In his speech to the UN General Assembly on Tuesday, Mr Berset cited the great challenges facing the global community, in particular extreme inequality, which in some countries has reached levels not seen since the early 20th century, the climate crisis, war, conflict, and the continuing erosion of multilateralism. The president stressed that strong institutions were essential in combating this development and called for a renewal of the cooperative world order: “The UN embodies the institutionalised hope of a better world.” Switzerland welcomes the New Agenda for Peace that was presented by UN Secretary-General António Guterres in July with a view to the UN Future Summit next year. Mr Berset stressed that Switzerland, as a member of the UN Security Council, would continue its commitment to peacebuilding and the protection of the civilian population in the coming year.
The Summit on the implementation of the 2030 Agenda for Sustainable Development on Monday marked the half-way point to the deadline the global community has set itself to achieve the 17 Sustainable Development Goals (SDGs). Of the 169 targets associated with the SDGs, currently only 12% are on course. In some cases, progress has actually backslid. As Mr Berset explained, most of the targets are on the right track, but not at the right pace. In Switzerland’s view, what is needed is a stronger multilateral system, an efficient international financial architecture, and better cooperation between science, politics and the private sector.

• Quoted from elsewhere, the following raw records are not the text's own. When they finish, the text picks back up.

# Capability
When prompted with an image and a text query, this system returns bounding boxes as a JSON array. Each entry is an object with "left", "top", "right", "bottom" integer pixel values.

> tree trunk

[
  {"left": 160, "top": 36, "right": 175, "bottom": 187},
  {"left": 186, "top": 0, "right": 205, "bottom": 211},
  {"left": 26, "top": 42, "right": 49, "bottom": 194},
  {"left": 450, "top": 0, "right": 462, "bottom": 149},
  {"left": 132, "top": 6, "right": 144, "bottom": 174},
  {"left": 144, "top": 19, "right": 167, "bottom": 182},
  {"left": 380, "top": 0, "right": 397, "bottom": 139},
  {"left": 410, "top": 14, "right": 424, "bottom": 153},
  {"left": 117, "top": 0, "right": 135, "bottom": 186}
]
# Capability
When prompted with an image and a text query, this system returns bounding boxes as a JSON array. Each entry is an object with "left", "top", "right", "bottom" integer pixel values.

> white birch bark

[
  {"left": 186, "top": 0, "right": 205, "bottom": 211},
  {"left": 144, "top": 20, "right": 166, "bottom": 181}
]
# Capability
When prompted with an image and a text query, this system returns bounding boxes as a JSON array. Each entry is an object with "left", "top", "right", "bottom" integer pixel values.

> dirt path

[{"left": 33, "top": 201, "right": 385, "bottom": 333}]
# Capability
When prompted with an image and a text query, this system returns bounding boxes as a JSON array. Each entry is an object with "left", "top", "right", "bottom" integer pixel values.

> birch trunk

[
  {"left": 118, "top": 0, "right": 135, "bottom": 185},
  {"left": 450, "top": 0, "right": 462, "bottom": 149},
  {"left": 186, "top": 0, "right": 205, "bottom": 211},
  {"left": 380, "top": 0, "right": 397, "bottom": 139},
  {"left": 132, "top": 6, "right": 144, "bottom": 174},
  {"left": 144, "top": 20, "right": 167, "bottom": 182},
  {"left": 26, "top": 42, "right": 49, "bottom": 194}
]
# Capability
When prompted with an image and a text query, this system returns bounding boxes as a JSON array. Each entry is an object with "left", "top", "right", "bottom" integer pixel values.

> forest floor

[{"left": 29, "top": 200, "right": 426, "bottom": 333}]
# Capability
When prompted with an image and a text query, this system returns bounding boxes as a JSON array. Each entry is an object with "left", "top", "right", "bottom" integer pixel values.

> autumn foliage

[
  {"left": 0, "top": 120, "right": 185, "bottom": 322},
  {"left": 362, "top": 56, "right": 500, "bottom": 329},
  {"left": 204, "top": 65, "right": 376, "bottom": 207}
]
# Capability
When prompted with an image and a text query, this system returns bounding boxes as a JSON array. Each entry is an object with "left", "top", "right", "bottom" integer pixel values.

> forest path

On the fringes of the UN General Assembly, Mr Berset discussed a range of bilateral issues and global challenges with around a dozen heads of state and government, including Moldovan president Maia Sandu, Brazilian president Luiz Inácio Lula da Silva and South Korean president Yoon Suk Yeol. At Mr Berset’s meeting with UN Secretary-General António Guterres, talks focused on the Black Sea Grain Initiative that Russia has withdrawn from, the war in Ukraine, and efforts to achieve comprehensive peace in Colombia.